Sports day is one of those things that schools really can't win over. Too competitive and the Guardian readers are up in arms, ?ot competitive enough and the Daily Mail brigade are predicting the end of civilisation as we know it.

MrsNextDoor · 11/06/2015 10:01

Bertrand the difference is that in daily school, the children's parents aren't there to see them fail academically are they? Or to celebrate their prowess if they're bright.

Snidge · 12/06/2015 17:28

My son is mildly physically disabled - he has a condition with no name - the disability is not obvious, but it affects all muscles/joints, balance and sensory processing - he is last at absolutely everything whether it's a race or something more light-hearted - there is nothing for him to excel at and some of the activities are a downright risk to him (I sent him off to the toilet during the sack race and he opted out of the sprint - which was so badly organised that even kids who don't have balance issues crashed into each other). I hate the school for putting him (and me!) through this. My son is too little yet to understand there is a reason why he is always last - he just gets his confidence bashed - and I cry for him behind my sunglasses. This is not inclusion.

merrymouse · 12/06/2015 17:36

I like my children's current school sports day - very much a social end of term celebration, as many parent's events as children's events, lasts about an hour.

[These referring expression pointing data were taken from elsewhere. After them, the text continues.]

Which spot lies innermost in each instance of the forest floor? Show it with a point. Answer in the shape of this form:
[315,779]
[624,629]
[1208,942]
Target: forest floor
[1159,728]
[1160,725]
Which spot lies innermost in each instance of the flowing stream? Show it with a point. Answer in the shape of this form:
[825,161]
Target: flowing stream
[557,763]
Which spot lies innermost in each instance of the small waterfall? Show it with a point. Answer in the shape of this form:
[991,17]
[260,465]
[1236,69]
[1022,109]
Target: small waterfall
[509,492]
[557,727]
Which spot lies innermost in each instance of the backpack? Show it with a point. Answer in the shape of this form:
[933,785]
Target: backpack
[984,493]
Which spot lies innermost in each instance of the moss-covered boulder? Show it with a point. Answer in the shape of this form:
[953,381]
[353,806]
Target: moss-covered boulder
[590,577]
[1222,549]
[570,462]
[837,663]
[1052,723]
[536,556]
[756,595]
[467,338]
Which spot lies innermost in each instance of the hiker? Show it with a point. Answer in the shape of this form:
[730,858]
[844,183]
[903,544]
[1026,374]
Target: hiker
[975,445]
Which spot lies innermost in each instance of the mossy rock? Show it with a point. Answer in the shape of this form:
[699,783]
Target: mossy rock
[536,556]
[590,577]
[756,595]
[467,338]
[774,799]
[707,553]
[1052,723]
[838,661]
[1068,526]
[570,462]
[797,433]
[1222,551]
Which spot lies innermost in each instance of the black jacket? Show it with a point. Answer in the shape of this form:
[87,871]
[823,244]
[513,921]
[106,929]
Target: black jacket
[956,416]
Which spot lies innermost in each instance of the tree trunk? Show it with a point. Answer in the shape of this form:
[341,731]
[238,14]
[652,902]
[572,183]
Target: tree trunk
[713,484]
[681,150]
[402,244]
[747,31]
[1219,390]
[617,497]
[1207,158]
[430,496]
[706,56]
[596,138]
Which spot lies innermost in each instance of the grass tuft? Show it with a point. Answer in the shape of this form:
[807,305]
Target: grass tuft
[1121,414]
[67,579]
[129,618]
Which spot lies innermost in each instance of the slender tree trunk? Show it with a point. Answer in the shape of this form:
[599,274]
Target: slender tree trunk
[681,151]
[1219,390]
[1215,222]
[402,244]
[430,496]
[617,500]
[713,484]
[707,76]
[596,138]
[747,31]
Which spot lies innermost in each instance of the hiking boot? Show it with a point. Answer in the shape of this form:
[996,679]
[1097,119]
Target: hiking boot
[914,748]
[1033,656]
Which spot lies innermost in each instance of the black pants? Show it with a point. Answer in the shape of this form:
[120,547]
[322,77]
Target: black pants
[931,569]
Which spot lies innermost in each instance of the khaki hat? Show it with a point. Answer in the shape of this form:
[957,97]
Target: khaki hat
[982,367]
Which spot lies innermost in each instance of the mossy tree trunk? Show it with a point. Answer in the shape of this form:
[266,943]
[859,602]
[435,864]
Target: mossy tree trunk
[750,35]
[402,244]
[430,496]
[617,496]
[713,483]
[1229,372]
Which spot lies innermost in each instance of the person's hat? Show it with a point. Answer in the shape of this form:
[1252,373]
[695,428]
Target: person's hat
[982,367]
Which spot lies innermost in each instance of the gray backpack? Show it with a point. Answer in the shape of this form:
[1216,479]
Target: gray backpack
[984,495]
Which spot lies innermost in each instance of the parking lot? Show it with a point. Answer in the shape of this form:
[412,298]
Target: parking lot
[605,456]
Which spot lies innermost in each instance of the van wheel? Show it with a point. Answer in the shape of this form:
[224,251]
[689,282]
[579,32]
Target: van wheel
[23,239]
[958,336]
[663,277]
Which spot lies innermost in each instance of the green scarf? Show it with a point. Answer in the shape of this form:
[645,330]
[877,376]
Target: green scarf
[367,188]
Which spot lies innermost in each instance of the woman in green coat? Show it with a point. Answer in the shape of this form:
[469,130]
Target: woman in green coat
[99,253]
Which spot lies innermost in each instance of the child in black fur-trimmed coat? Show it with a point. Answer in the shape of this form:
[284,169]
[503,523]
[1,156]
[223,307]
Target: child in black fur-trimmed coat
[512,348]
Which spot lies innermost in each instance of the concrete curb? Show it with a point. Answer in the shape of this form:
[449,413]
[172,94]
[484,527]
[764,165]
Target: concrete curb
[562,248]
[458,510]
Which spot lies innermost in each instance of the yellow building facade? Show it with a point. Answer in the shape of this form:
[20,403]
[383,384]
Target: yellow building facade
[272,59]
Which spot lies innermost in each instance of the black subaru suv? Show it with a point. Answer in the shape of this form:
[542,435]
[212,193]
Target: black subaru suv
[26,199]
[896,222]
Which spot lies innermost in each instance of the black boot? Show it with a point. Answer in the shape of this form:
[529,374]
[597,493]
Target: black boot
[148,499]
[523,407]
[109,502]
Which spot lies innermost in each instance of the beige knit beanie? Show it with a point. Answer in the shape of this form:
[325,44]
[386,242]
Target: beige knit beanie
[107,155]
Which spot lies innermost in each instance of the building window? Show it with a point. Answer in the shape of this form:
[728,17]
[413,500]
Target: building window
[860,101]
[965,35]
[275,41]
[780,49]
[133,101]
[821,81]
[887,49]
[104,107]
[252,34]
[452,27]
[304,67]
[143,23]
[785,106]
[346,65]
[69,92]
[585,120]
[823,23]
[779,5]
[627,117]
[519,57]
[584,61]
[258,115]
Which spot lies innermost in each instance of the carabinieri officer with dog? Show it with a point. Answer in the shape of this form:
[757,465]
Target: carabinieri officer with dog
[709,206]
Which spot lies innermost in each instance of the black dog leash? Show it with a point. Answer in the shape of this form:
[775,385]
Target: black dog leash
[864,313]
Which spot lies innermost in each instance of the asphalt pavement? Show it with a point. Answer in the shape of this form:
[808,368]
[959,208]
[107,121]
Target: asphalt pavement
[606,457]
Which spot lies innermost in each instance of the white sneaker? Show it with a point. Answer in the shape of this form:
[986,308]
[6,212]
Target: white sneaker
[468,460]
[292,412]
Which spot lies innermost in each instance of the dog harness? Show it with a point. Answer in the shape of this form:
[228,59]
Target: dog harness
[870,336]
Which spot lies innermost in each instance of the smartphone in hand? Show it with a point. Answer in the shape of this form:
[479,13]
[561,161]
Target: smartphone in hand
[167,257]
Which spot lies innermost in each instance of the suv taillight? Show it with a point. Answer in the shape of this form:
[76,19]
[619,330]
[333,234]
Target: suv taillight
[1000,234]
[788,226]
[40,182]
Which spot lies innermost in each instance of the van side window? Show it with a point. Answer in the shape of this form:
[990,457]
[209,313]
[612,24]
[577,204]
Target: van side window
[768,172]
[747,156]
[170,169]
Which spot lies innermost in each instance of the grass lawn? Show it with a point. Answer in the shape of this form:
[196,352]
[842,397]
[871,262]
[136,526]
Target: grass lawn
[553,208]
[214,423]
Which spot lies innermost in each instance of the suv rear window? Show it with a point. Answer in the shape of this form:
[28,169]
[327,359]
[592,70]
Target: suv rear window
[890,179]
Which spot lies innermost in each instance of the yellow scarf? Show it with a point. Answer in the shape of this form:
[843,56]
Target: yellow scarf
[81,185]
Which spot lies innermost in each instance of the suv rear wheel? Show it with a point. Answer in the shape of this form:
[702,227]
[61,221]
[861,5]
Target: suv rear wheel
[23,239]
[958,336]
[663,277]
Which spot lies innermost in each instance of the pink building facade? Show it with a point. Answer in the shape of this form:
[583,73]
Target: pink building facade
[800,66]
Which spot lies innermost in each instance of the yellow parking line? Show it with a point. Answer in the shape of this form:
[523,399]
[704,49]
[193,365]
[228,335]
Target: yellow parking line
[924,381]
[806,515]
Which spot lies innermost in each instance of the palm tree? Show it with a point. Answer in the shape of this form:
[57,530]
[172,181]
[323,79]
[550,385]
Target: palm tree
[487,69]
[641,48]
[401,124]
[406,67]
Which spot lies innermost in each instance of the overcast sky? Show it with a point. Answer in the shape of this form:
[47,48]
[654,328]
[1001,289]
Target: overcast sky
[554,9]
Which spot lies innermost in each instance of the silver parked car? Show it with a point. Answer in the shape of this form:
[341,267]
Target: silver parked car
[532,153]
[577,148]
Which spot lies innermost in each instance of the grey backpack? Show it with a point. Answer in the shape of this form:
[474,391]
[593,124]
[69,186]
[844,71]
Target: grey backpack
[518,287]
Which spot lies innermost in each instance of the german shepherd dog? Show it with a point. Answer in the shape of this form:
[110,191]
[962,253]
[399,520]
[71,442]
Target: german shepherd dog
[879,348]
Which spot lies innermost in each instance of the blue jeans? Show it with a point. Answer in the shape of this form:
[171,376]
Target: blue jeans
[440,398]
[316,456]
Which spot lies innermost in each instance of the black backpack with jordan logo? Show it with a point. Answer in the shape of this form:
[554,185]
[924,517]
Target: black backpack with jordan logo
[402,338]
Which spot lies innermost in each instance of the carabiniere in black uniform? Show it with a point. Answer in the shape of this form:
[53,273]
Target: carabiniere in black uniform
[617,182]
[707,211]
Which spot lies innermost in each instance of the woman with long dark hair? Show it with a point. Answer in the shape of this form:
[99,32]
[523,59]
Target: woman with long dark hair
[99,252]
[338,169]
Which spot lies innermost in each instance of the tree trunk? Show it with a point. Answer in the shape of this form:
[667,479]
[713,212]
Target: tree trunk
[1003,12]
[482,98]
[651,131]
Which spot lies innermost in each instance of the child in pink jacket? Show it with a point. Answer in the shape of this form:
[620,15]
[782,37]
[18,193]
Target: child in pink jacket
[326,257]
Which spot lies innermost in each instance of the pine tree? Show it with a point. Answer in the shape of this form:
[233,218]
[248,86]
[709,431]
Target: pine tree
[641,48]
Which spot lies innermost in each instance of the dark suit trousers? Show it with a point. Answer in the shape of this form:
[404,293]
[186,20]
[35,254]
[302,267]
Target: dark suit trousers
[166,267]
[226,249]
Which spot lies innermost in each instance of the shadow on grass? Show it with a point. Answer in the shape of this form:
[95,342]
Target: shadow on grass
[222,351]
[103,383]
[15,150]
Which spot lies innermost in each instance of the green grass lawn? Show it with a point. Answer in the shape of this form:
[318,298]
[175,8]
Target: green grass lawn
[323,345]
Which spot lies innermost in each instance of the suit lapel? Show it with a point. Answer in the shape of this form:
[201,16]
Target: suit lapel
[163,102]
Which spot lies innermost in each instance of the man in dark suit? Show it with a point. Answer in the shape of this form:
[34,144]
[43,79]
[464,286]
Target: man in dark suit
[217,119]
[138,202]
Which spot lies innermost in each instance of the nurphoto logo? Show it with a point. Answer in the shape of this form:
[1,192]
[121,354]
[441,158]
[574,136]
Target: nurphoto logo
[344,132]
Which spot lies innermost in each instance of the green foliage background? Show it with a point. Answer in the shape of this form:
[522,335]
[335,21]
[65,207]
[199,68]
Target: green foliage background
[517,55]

Hated sports day at the previous school. Seemed to go on all day. Just an exercise in organising a large group of children in a field. I agree with others that sporty children are more likely to show their talents playing in teams throughout the year.

BettyCatKitten · 12/06/2015 17:55

Snidge Flowers
That's so sad, if I were you I'd be tempted to keep him home on sports day.
This year I'm working on dc's sports day and I can't swap Smile
When I told dc's they said they're not bothered, so no guilt trip!